Place a slice of cheese, ham and 2 tablespoons of grated carrot on each lettuce leaf. Then roll the leaf and secure it with a toothpick. Place the rolls on a tray. Mix all the sauce ingredients and drizzle it over the rolls. To make the roll more nutritious, you can add shredded chicken to the filling.

2. Lettuce salad

Ingredients:

  • 1 iceberg lettuce
  • 2 grated carrots
  • 1 grated beet
  • 1 tomato, peeled and with seeds removed.
  • 1 small mango or 1/2 large mango cut into cubes
  • 1 onion cut into slices
  • Olive oil, vinegar, salt and oregano to taste

Directions:

Mix all the ingredients and season with oil, vinegar, salt and oregano.
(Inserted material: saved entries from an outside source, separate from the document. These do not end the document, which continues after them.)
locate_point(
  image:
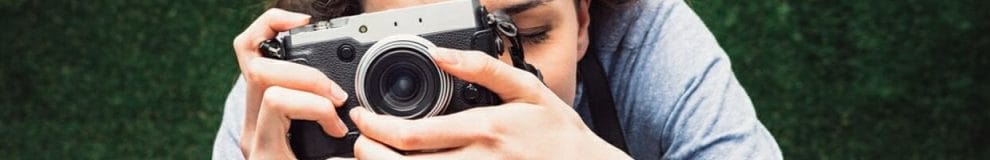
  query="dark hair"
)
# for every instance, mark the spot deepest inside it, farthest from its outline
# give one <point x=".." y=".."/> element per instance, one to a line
<point x="329" y="9"/>
<point x="319" y="9"/>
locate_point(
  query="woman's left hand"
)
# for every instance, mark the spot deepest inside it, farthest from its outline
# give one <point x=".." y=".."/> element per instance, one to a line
<point x="533" y="123"/>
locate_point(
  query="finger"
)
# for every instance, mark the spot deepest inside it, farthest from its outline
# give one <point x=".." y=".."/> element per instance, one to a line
<point x="439" y="132"/>
<point x="270" y="72"/>
<point x="510" y="83"/>
<point x="365" y="148"/>
<point x="265" y="27"/>
<point x="293" y="104"/>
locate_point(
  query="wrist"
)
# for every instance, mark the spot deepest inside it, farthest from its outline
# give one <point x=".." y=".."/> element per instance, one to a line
<point x="602" y="149"/>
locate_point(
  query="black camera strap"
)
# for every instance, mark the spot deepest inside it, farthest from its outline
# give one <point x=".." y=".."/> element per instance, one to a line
<point x="599" y="98"/>
<point x="590" y="70"/>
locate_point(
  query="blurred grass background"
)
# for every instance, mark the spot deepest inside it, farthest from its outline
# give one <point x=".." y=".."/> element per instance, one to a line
<point x="839" y="79"/>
This salad can be used as a side dish or starter for main meals, helping to keep ou full and reduce carbohydrate and fat absorption in the gut.

3. Lettuce tea

Ingredients

  • 3 chopped lettuce leaves
  • 1 cup of water

Directions 

Boil the water with the lettuce leaves for about 3 minutes. Then strain and drink while still warm at night to combat insomnia.

Also recommended: Natural Sleep Aids: 6 Home Remedies for Insomnia tuasaude.com/en/natural-sleep-aids

4. Apple and lettuce juice

Ingredients:

  • 2 cups of lettuce
  • 1/2 cup chopped green apple
  • 1/2 the juice from a lemon
  • 1 tablespoon of rolled oats
  • 3 cups of water

Directions:

Mix all the ingredients in a blender and drink 1 glass of cold juice.